Murphy, signing the bill into law on Wednesday, said that it provides “critical protections from discrimination.” The law goes into effect in 180 days.
“No one should ever feel ashamed for who they are, and everyone should be able to live with the dignity and equality that they deserve,” the governor said.
The law also requires facility administrators and staff members to undergo training on caring for LGBTQI older adults and those living with HIV, as well as on prevention discrimination based on sexual orientation, gender identity or expression of intersex status and HIV status.
New Jersey Human Services Acting Commissioner Sarah Adelman said that a long-term care facility is a healthcare setting, “but it’s also someone’s home.”
“Too often we see LGBTQI+ people going back in the closet when they go into long-term care, out of legitimate fear of discrimination, loss of dignity and freedom. These protections will ensure that our LGBTQI+ elders can live free from discrimination in these settings,” New Jersey Long-Term Care Ombudsman Laurie Facciarossa Brewer added.
“With the signing of this bill, more people will be properly trained and educated about the rights and protections afforded to this community,” said Sen. Troy Singleton (D-Burlington), who sponsored the legislation.
Last month, the U.S. Department of Housing and Urban Development announced that it now interprets the Fair Housing Act to ban discrimination on the basis of sexual orientation and gender identity.

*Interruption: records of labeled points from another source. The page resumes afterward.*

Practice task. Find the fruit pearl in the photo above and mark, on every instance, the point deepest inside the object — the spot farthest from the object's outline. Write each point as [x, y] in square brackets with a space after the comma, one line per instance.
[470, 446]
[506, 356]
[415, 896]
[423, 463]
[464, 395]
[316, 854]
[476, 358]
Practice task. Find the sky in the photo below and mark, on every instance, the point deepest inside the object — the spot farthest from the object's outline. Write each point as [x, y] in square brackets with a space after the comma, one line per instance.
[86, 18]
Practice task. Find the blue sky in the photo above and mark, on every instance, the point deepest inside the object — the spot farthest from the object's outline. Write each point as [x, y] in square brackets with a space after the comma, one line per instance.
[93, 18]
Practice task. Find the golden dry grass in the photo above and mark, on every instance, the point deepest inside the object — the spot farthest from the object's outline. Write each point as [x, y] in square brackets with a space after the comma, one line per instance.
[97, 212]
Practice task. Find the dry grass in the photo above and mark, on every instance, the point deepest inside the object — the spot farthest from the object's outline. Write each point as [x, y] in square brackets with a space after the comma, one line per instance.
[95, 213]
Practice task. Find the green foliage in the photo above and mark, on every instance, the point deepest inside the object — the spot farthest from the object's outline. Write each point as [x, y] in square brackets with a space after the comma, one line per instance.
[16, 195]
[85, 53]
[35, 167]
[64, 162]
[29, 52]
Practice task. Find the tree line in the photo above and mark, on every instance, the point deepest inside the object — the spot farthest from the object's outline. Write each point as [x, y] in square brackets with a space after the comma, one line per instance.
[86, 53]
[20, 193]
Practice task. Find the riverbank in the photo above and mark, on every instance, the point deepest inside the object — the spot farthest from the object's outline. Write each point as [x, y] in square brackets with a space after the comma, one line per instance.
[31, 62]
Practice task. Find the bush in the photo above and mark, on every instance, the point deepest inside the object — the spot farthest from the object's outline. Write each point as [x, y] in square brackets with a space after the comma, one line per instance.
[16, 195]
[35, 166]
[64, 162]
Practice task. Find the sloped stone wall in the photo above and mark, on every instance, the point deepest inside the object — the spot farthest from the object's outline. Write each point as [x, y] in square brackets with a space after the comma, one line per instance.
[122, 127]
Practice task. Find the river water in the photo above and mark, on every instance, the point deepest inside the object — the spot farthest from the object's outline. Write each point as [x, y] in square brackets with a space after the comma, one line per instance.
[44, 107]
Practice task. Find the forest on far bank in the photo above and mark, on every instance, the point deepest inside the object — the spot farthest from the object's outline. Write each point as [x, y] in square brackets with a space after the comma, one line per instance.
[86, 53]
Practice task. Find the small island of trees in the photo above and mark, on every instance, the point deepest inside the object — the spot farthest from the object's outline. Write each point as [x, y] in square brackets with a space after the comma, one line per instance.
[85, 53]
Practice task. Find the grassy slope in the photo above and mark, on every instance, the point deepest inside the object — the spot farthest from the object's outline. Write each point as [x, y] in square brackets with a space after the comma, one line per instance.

Feb. 25, the Equality Act passed in the U.S. House of Representatives with a bipartisan vote of 224-206. The act — federal legislation that would explicitly add sexual orientation and gender identity protections to existing civil rights laws that protect race, color, national origin and religion — had been introduced Feb. 18 by Rep. David Cicilline (D-RI). In the Senate, it was introduced Feb. 23 by Sens. Jeff Merkley (D-OR), Tammy Baldwin (D-WI), and Cory Booker (D-NJ) and was read for a second time on Tuesday.